Tuesday, April 19, 2016

Attack on the Iron Coast (1968)

Director: Paul Wendkos

Writers: Herman Hoffman, John C. Champion

Composer: Gerard Schurmann

Starring: Lloyd Bridges, Andrew Keir, Sue Lloyd, Mark Eden, Maurice Denham, Glyn Owen, Howard Pays, Walter Gotell, John Welsh, George Mikell, Ernest Clark, Dick Haydon

More info: IMDb

Tagline:  They turned a dead ship into a live bomb and sailed it down the throat of the enemy!

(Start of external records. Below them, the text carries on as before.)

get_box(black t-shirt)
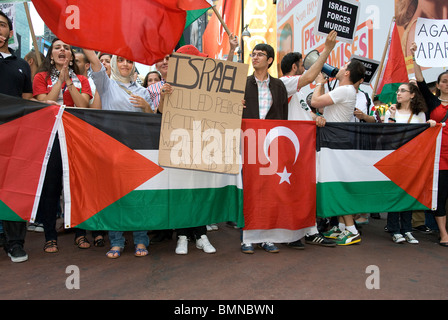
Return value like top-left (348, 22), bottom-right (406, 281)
top-left (0, 49), bottom-right (33, 98)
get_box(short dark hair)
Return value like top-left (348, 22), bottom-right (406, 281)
top-left (252, 43), bottom-right (275, 69)
top-left (0, 10), bottom-right (12, 31)
top-left (347, 59), bottom-right (366, 83)
top-left (280, 52), bottom-right (302, 74)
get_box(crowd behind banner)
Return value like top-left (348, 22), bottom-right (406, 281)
top-left (0, 9), bottom-right (448, 262)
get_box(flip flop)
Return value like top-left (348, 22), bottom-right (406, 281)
top-left (134, 246), bottom-right (149, 257)
top-left (106, 249), bottom-right (123, 259)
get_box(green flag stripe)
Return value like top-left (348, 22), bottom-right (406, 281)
top-left (378, 83), bottom-right (401, 104)
top-left (77, 186), bottom-right (244, 231)
top-left (0, 200), bottom-right (25, 221)
top-left (317, 181), bottom-right (430, 217)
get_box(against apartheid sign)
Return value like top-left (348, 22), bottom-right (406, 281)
top-left (415, 18), bottom-right (448, 67)
top-left (314, 0), bottom-right (359, 43)
top-left (159, 53), bottom-right (248, 174)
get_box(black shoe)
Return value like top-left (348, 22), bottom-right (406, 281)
top-left (0, 233), bottom-right (6, 247)
top-left (286, 239), bottom-right (305, 250)
top-left (305, 233), bottom-right (336, 247)
top-left (8, 245), bottom-right (28, 262)
top-left (412, 224), bottom-right (432, 234)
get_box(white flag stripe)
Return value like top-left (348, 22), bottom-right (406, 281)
top-left (135, 150), bottom-right (243, 190)
top-left (317, 148), bottom-right (394, 182)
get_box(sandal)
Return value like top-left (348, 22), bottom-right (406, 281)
top-left (93, 236), bottom-right (106, 247)
top-left (134, 246), bottom-right (149, 257)
top-left (106, 247), bottom-right (123, 259)
top-left (44, 240), bottom-right (59, 253)
top-left (75, 236), bottom-right (90, 249)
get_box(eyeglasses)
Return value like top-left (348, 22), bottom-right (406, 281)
top-left (250, 52), bottom-right (268, 58)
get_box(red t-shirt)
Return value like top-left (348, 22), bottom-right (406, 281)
top-left (33, 72), bottom-right (92, 107)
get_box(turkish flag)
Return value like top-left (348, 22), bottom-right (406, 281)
top-left (32, 0), bottom-right (210, 65)
top-left (242, 119), bottom-right (316, 242)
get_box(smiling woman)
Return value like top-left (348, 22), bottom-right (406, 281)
top-left (33, 38), bottom-right (92, 108)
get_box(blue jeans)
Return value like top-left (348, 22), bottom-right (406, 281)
top-left (387, 211), bottom-right (412, 234)
top-left (109, 231), bottom-right (149, 248)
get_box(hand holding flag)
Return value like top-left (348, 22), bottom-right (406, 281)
top-left (32, 0), bottom-right (214, 65)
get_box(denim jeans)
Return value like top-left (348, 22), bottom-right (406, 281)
top-left (387, 211), bottom-right (412, 234)
top-left (109, 231), bottom-right (149, 248)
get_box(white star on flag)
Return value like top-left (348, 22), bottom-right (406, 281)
top-left (277, 167), bottom-right (291, 184)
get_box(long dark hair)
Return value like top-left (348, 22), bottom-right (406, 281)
top-left (37, 38), bottom-right (80, 80)
top-left (397, 83), bottom-right (428, 114)
top-left (436, 70), bottom-right (448, 97)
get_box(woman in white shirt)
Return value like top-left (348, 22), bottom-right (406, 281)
top-left (384, 83), bottom-right (434, 244)
top-left (384, 83), bottom-right (426, 123)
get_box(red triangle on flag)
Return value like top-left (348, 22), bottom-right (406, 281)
top-left (62, 112), bottom-right (163, 227)
top-left (0, 106), bottom-right (60, 221)
top-left (374, 125), bottom-right (441, 208)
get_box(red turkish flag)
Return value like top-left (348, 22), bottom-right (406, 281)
top-left (242, 119), bottom-right (316, 243)
top-left (32, 0), bottom-right (210, 65)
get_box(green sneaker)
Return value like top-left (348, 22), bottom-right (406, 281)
top-left (322, 226), bottom-right (341, 239)
top-left (335, 230), bottom-right (361, 246)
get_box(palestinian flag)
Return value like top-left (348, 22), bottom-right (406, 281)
top-left (317, 123), bottom-right (441, 217)
top-left (376, 22), bottom-right (409, 104)
top-left (59, 108), bottom-right (244, 231)
top-left (0, 94), bottom-right (62, 221)
top-left (242, 119), bottom-right (316, 243)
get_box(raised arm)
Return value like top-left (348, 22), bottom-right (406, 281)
top-left (83, 49), bottom-right (102, 72)
top-left (299, 30), bottom-right (338, 88)
top-left (409, 42), bottom-right (425, 82)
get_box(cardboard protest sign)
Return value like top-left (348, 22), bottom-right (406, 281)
top-left (159, 53), bottom-right (248, 174)
top-left (350, 54), bottom-right (380, 85)
top-left (314, 0), bottom-right (359, 43)
top-left (415, 18), bottom-right (448, 67)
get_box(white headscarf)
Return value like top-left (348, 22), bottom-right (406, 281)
top-left (110, 55), bottom-right (135, 83)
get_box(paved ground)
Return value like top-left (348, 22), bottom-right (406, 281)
top-left (0, 212), bottom-right (448, 302)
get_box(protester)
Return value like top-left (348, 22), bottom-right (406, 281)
top-left (84, 50), bottom-right (154, 259)
top-left (75, 51), bottom-right (101, 109)
top-left (161, 45), bottom-right (216, 255)
top-left (241, 43), bottom-right (288, 254)
top-left (384, 83), bottom-right (426, 244)
top-left (143, 70), bottom-right (162, 88)
top-left (410, 42), bottom-right (448, 247)
top-left (98, 52), bottom-right (113, 77)
top-left (311, 60), bottom-right (365, 245)
top-left (33, 38), bottom-right (92, 108)
top-left (280, 31), bottom-right (337, 249)
top-left (0, 11), bottom-right (33, 262)
top-left (24, 50), bottom-right (45, 82)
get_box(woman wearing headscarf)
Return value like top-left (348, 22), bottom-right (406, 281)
top-left (84, 50), bottom-right (154, 259)
top-left (84, 50), bottom-right (154, 113)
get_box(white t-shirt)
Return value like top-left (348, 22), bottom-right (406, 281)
top-left (350, 91), bottom-right (374, 122)
top-left (384, 109), bottom-right (426, 123)
top-left (324, 85), bottom-right (356, 122)
top-left (280, 76), bottom-right (313, 120)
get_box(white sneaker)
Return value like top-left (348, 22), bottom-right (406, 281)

Plot:  Lloyd Bridges plays a WWII commando leader who leads a group of soldiers on a suicide mission to destroy a Nazi naval stronghold on the French coast.



My rating: 5/10

Will I watch it again?  No.

This sounded like so many things I love...1960s big WWII picture, it's British, it's the good guys against the evil Nazis, Andrew Keir, Walter Gotell, action, no love-y dove-y business getting in the way of the action...you get the picture.  It's not that good and I mean it when I'm probably being generous with the score.  The only thing that kept me from lowering it was that I wasn't bored (but I wasn't excited either).  One thing that stands out is Lloyd Bridges' questionable acting chops.  Major Wilson (Bridges) is a trouble and conflicted man, having an earlier mission he created and executed, leaving most of the 500 men involved dead.  If only Bridges could've conveyed that emotion without over doing it...a lot!  He's really bad whenever Wilson is expressing his grief.  It's really laughable.  Fuck it.  I'm lowering the score to a 5/10.  There were some odd directional choices that didn't work like a clearly-filmed-somewhere-else shot of Wilson yelling at his commandos in practice.  It's a series of fake cutaways that looks like it was either tacked on as if Bridges wasn't on set that day and they did some pickup shots.  Then there's the model ships during the big attack at the end.  I'm sure they could've done a better job with that to mask the phoneyness of it all.  I've seen it done in other, better films.  The climax raid is also done at night with very little light so it's difficult to fill your eyes with detail sometimes (and the print I saw was a good one).  Plus I'd swear I saw some of the same shots of the allies landing a few times but with the negative reversed.  It's a bunch of stuff that you wouldn't expect to see in a professional production.   Some of that could be the director's doing.  He's got 114 director credits on IMDb and nearly all of them were TV.  He's used to working with smaller budgets.  Anyway, the MGM DVD has a good anamorphic widescreen print but the only extra is the theatrical trailer (non-anamorphic widescreen).  I don't know who would enjoy this movie.  I'm a sucker for late 60s WWII and I didn't care for it.